In prokaryotes and eukaryotes, the basics of elongation of translation are the same. coli, the binding of the 50S ribosomal subunit to produce the intact ribosome forms three functionally important ribosomal sites: The A (aminoacyl) site binds incoming charged aminoacyl tRNAs. The P (peptidyl) site binds charged tRNAs carrying amino acids that have formed peptide bonds with the growing polypeptide chain but have not yet dissociated from their corresponding tRNA. The E (exit) site releases dissociated tRNAs so that they can be recharged with free amino acids. There is one notable exception to this assembly line of tRNAs: During initiation complex formation, bacterial fMet−tRNAfMet or eukaryotic Met-tRNAi enters the P site directly without first entering the A site, providing a free A site ready to accept the tRNA corresponding to the first codon after the AUG.
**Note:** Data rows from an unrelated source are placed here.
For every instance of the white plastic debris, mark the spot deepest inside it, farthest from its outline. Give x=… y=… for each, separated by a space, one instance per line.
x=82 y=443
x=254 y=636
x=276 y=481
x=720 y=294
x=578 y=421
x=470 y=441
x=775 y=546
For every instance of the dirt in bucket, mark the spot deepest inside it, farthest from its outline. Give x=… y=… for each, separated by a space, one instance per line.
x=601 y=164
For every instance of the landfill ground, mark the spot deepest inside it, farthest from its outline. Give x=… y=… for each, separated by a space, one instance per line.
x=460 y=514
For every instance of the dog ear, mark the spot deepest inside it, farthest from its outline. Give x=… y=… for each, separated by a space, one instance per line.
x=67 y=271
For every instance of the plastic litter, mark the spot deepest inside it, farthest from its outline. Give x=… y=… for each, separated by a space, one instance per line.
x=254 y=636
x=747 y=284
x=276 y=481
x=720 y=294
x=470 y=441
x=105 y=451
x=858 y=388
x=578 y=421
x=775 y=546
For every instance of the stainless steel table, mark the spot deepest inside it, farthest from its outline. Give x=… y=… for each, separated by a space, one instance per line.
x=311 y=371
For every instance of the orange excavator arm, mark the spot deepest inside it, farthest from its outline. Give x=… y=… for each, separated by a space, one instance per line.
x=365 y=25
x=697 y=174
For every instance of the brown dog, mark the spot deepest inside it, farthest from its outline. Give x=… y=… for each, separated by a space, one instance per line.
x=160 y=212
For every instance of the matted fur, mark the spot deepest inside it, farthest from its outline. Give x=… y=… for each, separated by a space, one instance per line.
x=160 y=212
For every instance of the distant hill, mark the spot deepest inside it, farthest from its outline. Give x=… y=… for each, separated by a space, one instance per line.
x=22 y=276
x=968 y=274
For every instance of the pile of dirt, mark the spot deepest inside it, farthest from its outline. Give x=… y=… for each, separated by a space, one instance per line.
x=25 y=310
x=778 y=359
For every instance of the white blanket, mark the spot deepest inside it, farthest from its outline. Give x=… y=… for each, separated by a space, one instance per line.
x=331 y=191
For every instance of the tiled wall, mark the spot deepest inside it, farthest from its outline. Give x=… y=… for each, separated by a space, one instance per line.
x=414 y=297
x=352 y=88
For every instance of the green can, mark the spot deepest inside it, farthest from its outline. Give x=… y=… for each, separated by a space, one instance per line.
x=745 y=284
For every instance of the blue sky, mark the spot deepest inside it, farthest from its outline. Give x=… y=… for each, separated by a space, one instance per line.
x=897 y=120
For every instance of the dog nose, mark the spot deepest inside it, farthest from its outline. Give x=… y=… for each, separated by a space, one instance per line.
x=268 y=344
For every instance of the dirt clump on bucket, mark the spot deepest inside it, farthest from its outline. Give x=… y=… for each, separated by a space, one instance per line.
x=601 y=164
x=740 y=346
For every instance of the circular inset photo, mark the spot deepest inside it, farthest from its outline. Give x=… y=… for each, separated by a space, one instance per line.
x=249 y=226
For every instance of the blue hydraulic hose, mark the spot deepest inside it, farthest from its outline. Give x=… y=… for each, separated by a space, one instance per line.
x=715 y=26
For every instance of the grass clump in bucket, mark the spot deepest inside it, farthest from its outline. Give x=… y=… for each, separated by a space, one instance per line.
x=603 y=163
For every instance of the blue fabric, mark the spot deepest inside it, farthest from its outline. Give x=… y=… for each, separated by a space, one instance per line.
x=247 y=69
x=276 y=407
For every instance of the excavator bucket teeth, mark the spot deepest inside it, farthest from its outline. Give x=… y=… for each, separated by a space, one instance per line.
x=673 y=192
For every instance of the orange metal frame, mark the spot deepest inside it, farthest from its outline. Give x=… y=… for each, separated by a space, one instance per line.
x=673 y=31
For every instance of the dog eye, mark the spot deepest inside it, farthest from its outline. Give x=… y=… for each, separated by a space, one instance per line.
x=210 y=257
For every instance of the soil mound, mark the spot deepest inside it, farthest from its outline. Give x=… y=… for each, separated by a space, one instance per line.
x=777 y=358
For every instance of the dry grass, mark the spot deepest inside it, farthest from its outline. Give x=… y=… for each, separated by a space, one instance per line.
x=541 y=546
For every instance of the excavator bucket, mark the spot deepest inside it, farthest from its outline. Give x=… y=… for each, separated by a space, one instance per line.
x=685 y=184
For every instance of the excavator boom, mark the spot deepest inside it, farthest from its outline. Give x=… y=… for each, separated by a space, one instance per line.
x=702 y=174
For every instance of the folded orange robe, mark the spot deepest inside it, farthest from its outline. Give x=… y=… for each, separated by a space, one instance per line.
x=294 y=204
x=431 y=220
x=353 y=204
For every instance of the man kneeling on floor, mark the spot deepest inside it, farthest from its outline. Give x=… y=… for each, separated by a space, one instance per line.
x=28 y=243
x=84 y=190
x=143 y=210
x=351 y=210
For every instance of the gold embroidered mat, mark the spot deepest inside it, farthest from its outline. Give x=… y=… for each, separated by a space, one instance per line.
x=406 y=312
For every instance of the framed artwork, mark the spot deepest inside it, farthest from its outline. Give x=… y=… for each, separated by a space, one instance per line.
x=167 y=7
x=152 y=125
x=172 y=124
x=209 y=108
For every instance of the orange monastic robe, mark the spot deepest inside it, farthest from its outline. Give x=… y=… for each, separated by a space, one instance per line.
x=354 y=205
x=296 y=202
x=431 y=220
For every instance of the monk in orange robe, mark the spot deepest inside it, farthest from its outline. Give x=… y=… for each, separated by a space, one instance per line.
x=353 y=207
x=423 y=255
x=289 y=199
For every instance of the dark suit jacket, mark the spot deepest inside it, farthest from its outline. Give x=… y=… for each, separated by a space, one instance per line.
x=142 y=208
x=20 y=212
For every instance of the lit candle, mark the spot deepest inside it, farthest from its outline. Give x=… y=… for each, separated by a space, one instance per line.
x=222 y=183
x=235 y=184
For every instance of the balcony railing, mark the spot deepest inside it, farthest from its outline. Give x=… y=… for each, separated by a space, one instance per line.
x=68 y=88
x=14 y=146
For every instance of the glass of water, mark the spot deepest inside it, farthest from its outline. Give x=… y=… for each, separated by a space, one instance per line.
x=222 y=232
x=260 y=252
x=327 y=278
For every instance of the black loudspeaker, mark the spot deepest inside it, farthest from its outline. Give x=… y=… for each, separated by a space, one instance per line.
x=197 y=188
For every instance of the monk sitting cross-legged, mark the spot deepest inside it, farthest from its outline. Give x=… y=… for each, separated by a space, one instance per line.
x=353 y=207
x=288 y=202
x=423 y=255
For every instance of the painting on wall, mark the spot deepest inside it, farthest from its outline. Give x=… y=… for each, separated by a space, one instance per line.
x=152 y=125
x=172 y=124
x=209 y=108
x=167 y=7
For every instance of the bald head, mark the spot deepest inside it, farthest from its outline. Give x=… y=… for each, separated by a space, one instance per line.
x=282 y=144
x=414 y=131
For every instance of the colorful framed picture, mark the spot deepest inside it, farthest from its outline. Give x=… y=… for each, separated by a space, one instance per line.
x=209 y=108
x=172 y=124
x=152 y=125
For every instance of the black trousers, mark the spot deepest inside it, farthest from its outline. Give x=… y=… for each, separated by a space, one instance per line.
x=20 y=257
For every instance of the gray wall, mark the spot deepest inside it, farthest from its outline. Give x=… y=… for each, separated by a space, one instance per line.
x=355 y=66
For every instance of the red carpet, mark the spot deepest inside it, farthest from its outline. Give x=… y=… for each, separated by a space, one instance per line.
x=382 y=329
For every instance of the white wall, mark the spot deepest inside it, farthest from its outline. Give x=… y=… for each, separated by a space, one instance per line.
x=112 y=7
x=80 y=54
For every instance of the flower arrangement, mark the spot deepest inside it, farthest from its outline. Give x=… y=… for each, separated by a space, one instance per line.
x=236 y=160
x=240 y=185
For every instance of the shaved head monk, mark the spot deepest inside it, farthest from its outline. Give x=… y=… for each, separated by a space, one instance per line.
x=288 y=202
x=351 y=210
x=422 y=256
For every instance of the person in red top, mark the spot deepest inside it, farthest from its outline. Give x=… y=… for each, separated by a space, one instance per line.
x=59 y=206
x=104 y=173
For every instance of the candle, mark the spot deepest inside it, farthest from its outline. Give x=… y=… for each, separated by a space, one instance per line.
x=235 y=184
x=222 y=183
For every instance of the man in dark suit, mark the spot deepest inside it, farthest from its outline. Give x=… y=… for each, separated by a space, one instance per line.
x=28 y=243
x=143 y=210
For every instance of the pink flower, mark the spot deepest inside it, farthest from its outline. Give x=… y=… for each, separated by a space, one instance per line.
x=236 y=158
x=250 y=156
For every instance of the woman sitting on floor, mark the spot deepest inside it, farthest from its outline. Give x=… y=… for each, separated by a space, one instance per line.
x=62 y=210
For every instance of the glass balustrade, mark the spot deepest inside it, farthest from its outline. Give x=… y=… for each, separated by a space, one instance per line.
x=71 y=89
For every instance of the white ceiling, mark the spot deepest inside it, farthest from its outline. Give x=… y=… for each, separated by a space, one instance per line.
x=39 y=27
Elongation proceeds with single-codon movements of the ribosome each called a translocation event. During each translocation event, the charged tRNAs enter at the A site, then shift to the P site, and then finally to the E site for removal. Ribosomal movements, or steps, are induced by conformational changes that advance the ribosome by three bases in the 3’ direction. Peptide bonds form between the amino group of the amino acid attached to the A-site tRNA and the carboxyl group of the amino acid attached to the P-site tRNA. The formation of each peptide bond is catalyzed by peptidyl transferase, an RNA-based ribozyme that is integrated into the 50S ribosomal subunit. The amino acid bound to the P-site tRNA is also linked to the growing polypeptide chain. As the ribosome steps across the mRNA, the former P-site tRNA enters the E site, detaches from the amino acid, and is expelled. Several of the steps during elongation, including binding of a charged aminoacyl tRNA to the A site and translocation, require energy derived from GTP hydrolysis, which is catalyzed by specific elongation factors. Amazingly, the E. coli translation apparatus takes only 0.05 seconds to add each amino acid, meaning that a 200 amino-acid protein can be translated in just 10 seconds.

Termination

The termination of translation occurs when a nonsense codon (UAA, UAG, or UGA) is encountered for which there is no complementary tRNA. On aligning with the A site, these nonsense codons are recognized by release factors in prokaryotes and eukaryotes that result in the P-site amino acid detaching from its tRNA, releasing the newly made polypeptide. The small and large ribosomal subunits dissociate from the mRNA and from each other; they are recruited almost immediately into another translation init iation complex.

In summary, there are several key features that distinguish prokaryotic gene expression from that seen in eukaryotes. These are illustrated in Figure (PageIndex{5}) and listed in Figure (PageIndex{6}).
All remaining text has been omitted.